Closed tBuLi closed 5 years ago

tBuLi commented 5 years ago

This PR makes two big new changes: support for sympy.MatrixExpr as variables and as an indirect consequence it also adds component interdependence.

Consider e.g.

a, b = parameters('a, b')
x, y, z = variables('x, y, z')
model_dict = {
    y: a**3 * x + b**2,
    z: y**2 + a * b
}

This could be a great asset when y is expensive to compute and used multiple times. In such a model, y is no longer a dependent variable, but rather an interdependent one.
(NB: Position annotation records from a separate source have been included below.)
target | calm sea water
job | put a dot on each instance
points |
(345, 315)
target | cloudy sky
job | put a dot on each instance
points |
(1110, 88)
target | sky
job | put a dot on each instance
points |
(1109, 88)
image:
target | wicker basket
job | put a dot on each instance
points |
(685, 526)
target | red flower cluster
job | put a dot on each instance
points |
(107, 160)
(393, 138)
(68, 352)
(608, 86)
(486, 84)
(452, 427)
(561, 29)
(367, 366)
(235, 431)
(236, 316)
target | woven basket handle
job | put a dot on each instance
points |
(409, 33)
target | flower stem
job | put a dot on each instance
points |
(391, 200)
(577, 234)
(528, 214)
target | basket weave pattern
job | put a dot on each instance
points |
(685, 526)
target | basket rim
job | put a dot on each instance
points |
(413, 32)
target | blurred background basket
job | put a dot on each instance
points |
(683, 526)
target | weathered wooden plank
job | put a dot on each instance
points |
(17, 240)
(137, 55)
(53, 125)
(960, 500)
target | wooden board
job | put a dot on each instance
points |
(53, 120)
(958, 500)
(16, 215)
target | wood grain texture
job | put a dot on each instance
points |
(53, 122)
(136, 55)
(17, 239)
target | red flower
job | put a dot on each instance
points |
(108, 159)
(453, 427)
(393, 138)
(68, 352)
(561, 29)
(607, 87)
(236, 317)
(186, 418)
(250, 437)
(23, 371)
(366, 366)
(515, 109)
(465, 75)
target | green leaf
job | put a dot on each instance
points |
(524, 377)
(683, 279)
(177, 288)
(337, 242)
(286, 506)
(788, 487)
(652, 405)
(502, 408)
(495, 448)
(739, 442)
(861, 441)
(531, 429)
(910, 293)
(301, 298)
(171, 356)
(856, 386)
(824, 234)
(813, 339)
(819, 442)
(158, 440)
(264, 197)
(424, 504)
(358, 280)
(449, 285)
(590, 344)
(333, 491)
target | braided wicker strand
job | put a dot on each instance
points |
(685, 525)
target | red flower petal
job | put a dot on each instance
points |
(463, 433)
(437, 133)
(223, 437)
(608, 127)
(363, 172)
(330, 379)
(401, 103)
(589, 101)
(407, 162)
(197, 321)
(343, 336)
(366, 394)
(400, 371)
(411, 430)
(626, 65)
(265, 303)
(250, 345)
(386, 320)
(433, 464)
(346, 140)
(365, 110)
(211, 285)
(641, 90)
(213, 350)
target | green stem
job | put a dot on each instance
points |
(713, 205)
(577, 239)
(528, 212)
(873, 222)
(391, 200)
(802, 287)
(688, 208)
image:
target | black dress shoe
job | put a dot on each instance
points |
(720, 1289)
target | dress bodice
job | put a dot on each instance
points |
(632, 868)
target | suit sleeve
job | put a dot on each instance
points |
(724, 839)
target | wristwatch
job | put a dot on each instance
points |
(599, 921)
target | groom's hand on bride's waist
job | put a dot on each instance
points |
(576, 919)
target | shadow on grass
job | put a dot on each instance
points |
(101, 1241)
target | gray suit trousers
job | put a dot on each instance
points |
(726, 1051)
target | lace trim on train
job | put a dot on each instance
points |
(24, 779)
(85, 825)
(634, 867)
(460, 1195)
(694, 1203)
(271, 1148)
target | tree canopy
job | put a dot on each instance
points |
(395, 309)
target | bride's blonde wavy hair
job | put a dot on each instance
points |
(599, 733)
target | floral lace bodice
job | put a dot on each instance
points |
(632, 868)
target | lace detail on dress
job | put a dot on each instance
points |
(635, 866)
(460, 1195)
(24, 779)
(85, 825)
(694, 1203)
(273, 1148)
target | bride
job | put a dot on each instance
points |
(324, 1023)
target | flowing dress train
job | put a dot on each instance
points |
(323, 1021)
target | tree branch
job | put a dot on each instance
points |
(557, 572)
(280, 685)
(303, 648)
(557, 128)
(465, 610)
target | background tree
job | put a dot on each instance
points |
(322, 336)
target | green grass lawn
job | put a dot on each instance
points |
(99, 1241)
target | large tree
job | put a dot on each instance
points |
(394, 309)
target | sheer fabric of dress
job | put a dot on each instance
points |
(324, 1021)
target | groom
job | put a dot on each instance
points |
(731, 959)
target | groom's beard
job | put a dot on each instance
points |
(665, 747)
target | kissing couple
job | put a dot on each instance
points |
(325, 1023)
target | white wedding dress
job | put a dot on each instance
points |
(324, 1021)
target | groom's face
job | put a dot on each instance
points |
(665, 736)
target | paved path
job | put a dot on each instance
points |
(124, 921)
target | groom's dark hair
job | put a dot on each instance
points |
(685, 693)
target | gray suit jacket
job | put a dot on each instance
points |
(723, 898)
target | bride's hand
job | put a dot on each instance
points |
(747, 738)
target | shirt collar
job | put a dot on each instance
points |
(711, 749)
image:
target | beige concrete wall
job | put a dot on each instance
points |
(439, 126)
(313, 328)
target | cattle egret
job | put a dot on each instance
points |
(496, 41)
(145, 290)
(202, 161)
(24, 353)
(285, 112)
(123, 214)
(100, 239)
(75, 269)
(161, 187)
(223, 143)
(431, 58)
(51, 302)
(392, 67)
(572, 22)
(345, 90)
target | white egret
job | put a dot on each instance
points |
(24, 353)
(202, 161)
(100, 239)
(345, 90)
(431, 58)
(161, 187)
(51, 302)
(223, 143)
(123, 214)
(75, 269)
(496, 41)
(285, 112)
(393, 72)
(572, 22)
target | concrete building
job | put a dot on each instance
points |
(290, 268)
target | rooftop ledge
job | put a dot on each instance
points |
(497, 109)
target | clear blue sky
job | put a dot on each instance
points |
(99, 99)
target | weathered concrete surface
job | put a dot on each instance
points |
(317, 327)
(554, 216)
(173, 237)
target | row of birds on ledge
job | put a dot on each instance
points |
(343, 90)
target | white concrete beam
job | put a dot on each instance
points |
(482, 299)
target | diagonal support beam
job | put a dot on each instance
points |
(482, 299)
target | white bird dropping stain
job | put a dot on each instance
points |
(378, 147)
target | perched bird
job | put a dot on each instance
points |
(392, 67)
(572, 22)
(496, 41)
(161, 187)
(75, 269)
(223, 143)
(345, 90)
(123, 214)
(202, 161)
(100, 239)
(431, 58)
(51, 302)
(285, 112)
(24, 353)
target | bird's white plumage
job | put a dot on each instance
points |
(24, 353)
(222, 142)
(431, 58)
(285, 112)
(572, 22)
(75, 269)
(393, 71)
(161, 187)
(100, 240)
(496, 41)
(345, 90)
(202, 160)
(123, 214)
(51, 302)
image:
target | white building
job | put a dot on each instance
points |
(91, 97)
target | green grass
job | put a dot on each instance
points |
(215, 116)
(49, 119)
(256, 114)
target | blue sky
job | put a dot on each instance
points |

The big challenge here was how to calculate the Jacobian and Hessian for such a model, since also there we would like D(z, a) to be a function of D(y, a):

{D(y, a): 3 * a**2 * x,
 D(y, b): 2 * b,
 D(z, a): b + 2 * y * D(y, a),
 D(z, b): a + 2 * y * D(y, b),
}

This PR so far addresses:

pckroon commented 5 years ago

Referencing #39

tBuLi commented 5 years ago

Don't worry, it's still very much a work in progress ;). The non-trivial comments I left open were things I wanted to think about carefully before implementing them.

For future reference: this mentiones how the hessian relates to the covariance matrix: https://www8.cs.umu.se/kurser/5DA001/HT07/lectures/lsq-handouts.pdf

My suggestion is to remove finite differences entirely, and to always use the Hessian of the objective to calculate covariances. This removes the discussion about using finite differences for optimization and will finally clean-up the mess that is covariance matrix calculation at this point.

pckroon commented 5 years ago

My suggestion is to remove finite differences entirely, and to always use the Hessian of the objective to calculate covariances. This removes the discussion about using finite differences for optimization and will finally clean-up the mess that is covariance matrix calculation at this point.

Bad plan, we still need it to get a covariance matrix for e.g. ODEModels and NumericalModels. What we can do, however, is deprecate the finite difference Jacobian, and change it for a finite difference Hessian method. Or keep both next to each other.